Acute kidney injury (AKI) management remains mainly supportive as no specific therapeutic agents directed at singular signaling pathways have succeeded in clinical trials. Here, we report that inhibition of thrombin-driven clotting and inflammatory signaling with use of locally-acting thrombin-targeted perfluorocarbon nanoparticles (PFC NP) protects renal vasculature and broadly modulates diverse inflammatory processes that cause renal ischemia reperfusion injury. Each PFC NP was complexed with ~13,650 copies of the direct thrombin inhibitor, PPACK (proline-phenylalanine-arginine-chloromethyl-ketone). Mice treated after the onset of AKI with PPACK PFC NP exhibited downregulated VCAM-1, ICAM-1, PGD2 prostanoid, M-CSF, IL-6, and mast cell infiltrates. Microvascular architecture, tubular basement membranes, and brush border components were better preserved. Non-reperfusion was reduced as indicated by reduced red blood cell trapping and non-heme iron. Kidney function and tubular necrosis improved at 24 hours versus the untreated control group, suggesting a benefit for dual inhibition of thrombosis and inflammation by PPACK PFC NP.

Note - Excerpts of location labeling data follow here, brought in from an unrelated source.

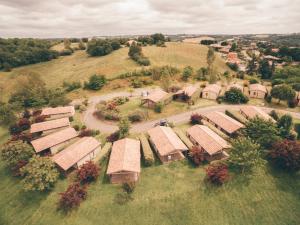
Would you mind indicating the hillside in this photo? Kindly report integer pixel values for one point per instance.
(80, 66)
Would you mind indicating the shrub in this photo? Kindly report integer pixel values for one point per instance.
(72, 197)
(286, 154)
(217, 173)
(158, 107)
(196, 119)
(197, 154)
(88, 172)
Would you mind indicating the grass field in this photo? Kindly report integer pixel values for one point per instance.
(79, 66)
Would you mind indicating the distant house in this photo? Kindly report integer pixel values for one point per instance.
(157, 96)
(125, 161)
(166, 143)
(59, 112)
(238, 86)
(213, 145)
(189, 93)
(50, 126)
(250, 112)
(223, 122)
(82, 151)
(211, 91)
(257, 91)
(54, 140)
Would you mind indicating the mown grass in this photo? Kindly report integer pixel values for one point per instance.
(165, 194)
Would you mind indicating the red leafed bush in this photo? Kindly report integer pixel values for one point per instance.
(217, 173)
(195, 118)
(197, 155)
(88, 172)
(24, 123)
(72, 197)
(286, 154)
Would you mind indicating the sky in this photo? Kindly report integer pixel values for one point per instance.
(87, 18)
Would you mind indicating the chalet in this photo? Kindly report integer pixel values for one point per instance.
(211, 91)
(213, 145)
(223, 122)
(189, 93)
(50, 126)
(257, 91)
(125, 161)
(166, 143)
(59, 112)
(54, 141)
(158, 96)
(250, 112)
(82, 151)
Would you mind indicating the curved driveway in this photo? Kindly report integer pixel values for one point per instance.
(108, 127)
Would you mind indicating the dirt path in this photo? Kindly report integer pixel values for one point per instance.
(107, 127)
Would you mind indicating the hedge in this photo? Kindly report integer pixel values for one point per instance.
(183, 137)
(236, 115)
(147, 151)
(216, 130)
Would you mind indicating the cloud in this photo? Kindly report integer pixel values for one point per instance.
(70, 18)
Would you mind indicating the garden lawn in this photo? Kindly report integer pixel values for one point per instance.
(165, 194)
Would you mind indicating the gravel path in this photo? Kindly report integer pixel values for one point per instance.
(108, 127)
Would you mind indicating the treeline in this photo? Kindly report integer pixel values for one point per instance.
(136, 54)
(101, 47)
(19, 52)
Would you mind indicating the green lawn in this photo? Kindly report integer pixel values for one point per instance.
(165, 194)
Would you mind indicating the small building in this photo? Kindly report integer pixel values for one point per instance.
(82, 151)
(54, 140)
(50, 126)
(250, 112)
(213, 145)
(223, 122)
(211, 91)
(59, 112)
(157, 96)
(257, 91)
(188, 93)
(125, 161)
(238, 86)
(167, 144)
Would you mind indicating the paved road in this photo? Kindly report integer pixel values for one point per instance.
(108, 127)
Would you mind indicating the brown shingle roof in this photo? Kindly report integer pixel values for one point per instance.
(49, 125)
(207, 139)
(257, 87)
(53, 139)
(58, 110)
(165, 140)
(252, 111)
(125, 156)
(212, 88)
(156, 96)
(225, 122)
(75, 152)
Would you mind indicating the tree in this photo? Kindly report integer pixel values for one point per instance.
(72, 197)
(197, 155)
(263, 132)
(235, 96)
(15, 151)
(283, 92)
(96, 82)
(187, 73)
(88, 172)
(124, 126)
(286, 154)
(217, 173)
(245, 154)
(40, 174)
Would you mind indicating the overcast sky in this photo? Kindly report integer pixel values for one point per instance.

急性肾损伤 (AKI) 管理仍然主要是支持性的，因为没有针对单一信号通路的特定治疗药物在临床试验中取得成功。在这里，我们报告了使用局部作用的凝血酶靶向全氟化碳纳米颗粒 (PFC NP) 抑制凝血酶驱动的凝血和炎症信号传导可保护肾血管系统并广泛调节导致肾缺血再灌注损伤的各种炎症过程。每个 PFC NP 都与约 13,650 份直接凝血酶抑制剂 PPACK（脯氨酸-苯丙氨酸-精氨酸-氯甲基-酮）复合。AKI 发作后用 PPACK PFC NP 治疗的小鼠表现出下调的 VCAM-1、ICAM-1、PGD2 前列腺素、M-CSF、IL-6 和肥大细胞浸润。微血管结构、管状基底膜、并且画笔边框组件得到了更好的保存。如减少的红细胞捕获和非血红素铁所示，非再灌注减少。与未治疗的对照组相比，肾功能和肾小管坏死在 24 小时时有所改善，这表明 PPACK PFC NP 对血栓形成和炎症的双重抑制有益。